Later, I tried other styles, such as having multiple lines of text commented on instead of a single line of title, but the search results themselves are more interesting than the generated text

It's not that the generated sentences are not interesting, it's simply interesting to see the results of the vector search

If the interestingness of the generated results when done with my project's data is 100, the interestingness in this experiment is 90, and the vector search results are about 300

I'm writing a summary of today's experiment first, holding back the urge to write about each of them individually.

I think the individual stories are overly detailed.

Well, if you can just imagine the book part as "a system where books pop up and related pages open when you talk about them in front of a bookshelf," you can understand how interesting it would be.

In the case of Scrapbox, the other person is still alive (and books can be alive, too, of course), so there is a possibility that the connection found by the AI here could lead to more conversation with that person afterwards.

So, the vector search results that were only output to the console are now written to Scrapbox as well.

This naturally led to parts of books and such being written in Scrapbox, making it impossible to publish directly.

Well, if we were originally going to do something like this, it was within the realm of possibility that we wouldn't be able to do it in a public forum, so that was the default.

Eventually, you won't be able to see it.

The question of whether to include this part of the search results in the AI's search is a difficult one.

Effect of increasing number of fragments related to interests

The effect of interferences between fragments of search results for the same keywords that happen to be next to each other, creating new ones.

Adverse effects of miscellaneous machine-generated data returning to input

Include them in the list once, and make a mechanism to mechanically remove them all together when you think it's a bad idea.

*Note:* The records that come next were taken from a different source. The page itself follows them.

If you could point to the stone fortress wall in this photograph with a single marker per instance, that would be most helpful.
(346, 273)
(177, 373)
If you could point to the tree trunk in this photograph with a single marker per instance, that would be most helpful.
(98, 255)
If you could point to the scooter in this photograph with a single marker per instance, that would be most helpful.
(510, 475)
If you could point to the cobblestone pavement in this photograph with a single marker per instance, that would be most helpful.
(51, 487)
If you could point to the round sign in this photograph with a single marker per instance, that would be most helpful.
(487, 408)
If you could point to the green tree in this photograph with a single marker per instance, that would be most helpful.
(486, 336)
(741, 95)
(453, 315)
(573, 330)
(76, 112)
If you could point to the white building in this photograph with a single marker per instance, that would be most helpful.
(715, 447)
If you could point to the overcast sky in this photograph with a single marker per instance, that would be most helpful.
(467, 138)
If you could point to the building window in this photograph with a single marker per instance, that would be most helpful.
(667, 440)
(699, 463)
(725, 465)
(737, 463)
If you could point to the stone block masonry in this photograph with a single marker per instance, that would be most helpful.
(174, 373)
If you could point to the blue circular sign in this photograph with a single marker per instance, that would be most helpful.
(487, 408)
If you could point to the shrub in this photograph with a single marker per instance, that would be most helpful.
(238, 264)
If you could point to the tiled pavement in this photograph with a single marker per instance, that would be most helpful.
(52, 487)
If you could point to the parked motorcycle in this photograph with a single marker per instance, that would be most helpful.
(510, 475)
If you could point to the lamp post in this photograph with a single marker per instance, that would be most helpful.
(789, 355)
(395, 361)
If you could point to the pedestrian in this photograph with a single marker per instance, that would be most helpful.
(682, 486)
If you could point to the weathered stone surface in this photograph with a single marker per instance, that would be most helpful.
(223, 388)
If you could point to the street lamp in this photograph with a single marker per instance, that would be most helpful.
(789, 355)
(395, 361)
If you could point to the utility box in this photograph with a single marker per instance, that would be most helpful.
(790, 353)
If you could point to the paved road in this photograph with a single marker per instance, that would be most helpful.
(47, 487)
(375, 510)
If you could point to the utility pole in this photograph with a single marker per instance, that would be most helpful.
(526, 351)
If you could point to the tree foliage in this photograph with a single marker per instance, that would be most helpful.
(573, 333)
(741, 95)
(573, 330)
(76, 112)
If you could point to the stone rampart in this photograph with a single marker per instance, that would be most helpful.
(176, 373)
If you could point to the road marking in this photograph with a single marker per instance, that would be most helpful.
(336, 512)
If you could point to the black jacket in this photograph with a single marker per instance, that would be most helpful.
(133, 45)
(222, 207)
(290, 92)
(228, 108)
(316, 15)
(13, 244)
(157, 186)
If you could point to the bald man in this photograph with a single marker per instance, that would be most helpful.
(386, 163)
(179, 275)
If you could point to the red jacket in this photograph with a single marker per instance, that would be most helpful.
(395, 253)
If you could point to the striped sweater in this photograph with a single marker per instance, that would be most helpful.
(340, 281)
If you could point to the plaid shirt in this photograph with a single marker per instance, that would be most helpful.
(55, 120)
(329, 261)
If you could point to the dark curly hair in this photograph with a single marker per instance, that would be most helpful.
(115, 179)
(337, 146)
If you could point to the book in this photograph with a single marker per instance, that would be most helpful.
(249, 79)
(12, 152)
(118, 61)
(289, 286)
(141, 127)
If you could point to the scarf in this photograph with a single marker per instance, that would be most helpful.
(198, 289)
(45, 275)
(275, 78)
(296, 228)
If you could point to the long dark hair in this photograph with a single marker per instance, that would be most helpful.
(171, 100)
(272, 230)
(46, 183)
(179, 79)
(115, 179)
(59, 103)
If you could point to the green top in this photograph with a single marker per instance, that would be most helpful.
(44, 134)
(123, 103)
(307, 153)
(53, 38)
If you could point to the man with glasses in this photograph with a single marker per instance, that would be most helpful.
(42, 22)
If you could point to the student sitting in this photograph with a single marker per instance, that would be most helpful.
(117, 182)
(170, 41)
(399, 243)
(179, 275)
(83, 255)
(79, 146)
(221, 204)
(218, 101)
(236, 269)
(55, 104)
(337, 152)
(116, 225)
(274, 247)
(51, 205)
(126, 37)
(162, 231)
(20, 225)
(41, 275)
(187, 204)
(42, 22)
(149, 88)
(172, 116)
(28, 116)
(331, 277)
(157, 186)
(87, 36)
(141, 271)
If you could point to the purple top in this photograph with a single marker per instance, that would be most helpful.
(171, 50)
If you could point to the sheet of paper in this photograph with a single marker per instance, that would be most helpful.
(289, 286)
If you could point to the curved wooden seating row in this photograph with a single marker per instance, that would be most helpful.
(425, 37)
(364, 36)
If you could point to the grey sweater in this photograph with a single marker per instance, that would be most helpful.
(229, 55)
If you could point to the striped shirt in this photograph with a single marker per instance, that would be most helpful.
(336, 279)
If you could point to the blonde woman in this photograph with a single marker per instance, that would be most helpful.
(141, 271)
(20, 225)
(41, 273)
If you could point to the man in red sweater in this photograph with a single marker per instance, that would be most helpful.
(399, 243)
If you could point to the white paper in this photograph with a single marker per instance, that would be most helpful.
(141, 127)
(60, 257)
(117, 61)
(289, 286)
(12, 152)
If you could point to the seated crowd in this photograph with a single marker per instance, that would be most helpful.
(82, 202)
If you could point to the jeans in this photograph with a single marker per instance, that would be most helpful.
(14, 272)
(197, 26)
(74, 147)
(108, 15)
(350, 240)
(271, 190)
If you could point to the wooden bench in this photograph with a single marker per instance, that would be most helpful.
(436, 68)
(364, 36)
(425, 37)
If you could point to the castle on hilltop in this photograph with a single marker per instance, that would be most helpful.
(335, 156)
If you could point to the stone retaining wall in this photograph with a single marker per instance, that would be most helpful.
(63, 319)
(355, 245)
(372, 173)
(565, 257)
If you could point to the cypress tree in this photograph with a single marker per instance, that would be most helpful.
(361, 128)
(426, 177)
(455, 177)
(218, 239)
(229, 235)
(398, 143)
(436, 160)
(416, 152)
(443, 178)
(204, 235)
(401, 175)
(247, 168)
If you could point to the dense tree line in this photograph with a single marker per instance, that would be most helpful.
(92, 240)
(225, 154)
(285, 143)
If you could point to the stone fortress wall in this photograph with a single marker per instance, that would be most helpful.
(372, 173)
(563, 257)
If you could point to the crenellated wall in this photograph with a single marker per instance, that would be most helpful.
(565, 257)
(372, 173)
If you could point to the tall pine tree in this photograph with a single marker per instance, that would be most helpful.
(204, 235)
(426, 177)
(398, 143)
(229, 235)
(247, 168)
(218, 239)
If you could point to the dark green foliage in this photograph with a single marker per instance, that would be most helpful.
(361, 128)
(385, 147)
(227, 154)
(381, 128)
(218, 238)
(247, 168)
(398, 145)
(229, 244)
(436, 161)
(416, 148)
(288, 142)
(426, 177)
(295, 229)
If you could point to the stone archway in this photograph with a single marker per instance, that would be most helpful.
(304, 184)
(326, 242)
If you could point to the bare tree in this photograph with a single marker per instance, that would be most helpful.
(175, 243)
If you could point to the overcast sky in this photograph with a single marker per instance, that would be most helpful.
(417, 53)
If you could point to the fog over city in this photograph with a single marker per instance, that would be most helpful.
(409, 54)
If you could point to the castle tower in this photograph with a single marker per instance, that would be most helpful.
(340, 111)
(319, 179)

2023-10-05 I think it's not good, the mismatch between the title and the content is confusing

summary

Just a casual post on a private project with a smartphone or something, and you can now see the results of vector searches across multiple people's Scrapbox projects, books and papers.

We will improve it as we use it in the future.

It would be interesting to take not only the explicitly triggered ones, but also the ones taken from the recent updates of your project once a day or so, and generate them on your own.

---

This page is auto-translated from /nishio/横断ベクトル検索実験メモ2023-09-20 using DeepL. If you looks something interesting but the auto-translated English is not good enough to understand it, feel free to let me know at @nishio_en. I'm very happy to spread my thought to non-Japanese readers.